Of course you haven’t! Do it now. ; )
Similar to Rachel’s experience, Melanie expresses her hard time relating to SBIF. Melanie explains feeling like she wants to talk about her brain injury, except that SBIF is not the place to do it.
“The support group really isn’t for me. I think it’s great what the Foundation is doing, but I’m so different from everyone else there. They have strokes and ABI, and even the people who‟ve had a TBI like me – well I’m just better off than they are. I can’t relate.”
Side note: Isn’t it interesting that so many people I met feel “better off” than other brain injury survivors they’ve met, and yet they still seek help, support, and comfort? Kind of crazy, just sayin’. End side note.
Though Melanie wants a place to talk about her experiences, SBIF’s participants and topics don’t apply to her specific situation.
And Douglas agrees with her. Douglas attended two meetings before he decided not to go anymore. “I’m doin’ better than the folks are there,” he tells me.
Douglas shares his narrative:
“I wanted to go and show my support for the other survivors, but that doesn’t really help me with what I need… And they’ve [at the support groups] had strokes, just like me. You’d think we could relate, but we can’t. The people there have these woe-is-me attitudes. Sure, I’ve had my share of dark times too, but I’m more focused on how to live my life now, brain injury and all.”
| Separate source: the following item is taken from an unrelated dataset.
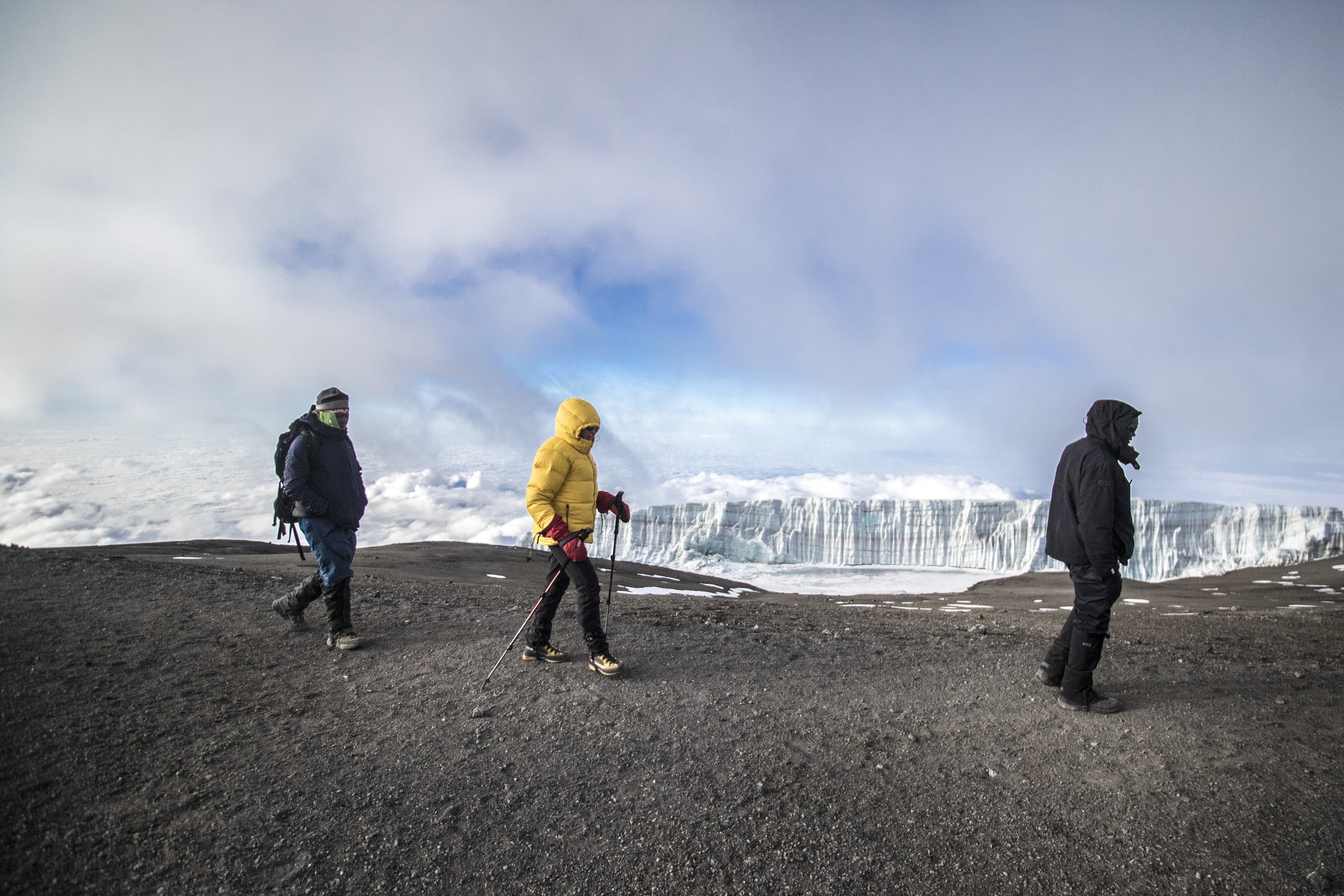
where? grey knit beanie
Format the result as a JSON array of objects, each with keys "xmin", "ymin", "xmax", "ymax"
[{"xmin": 313, "ymin": 385, "xmax": 349, "ymax": 411}]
I nod along as Douglas speaks and eventually concede that the population of SBIF is a bit older than we are. Douglas tells me how he’d love to have more people in his life who understand his situation.
He feels a strong need to share his story and connect with others. All of his friends, he says, “don’t understand it [brain injury] like they should.”
He tells me that his friends and family “just tell [him] to stop talking about it already.”
“Oh, I talk about my injury all the time. People tell me I talk about it too much, and I say, ‘Why don’t you have a brain injury and live to talk about it?’ I‟m never going to shut up.”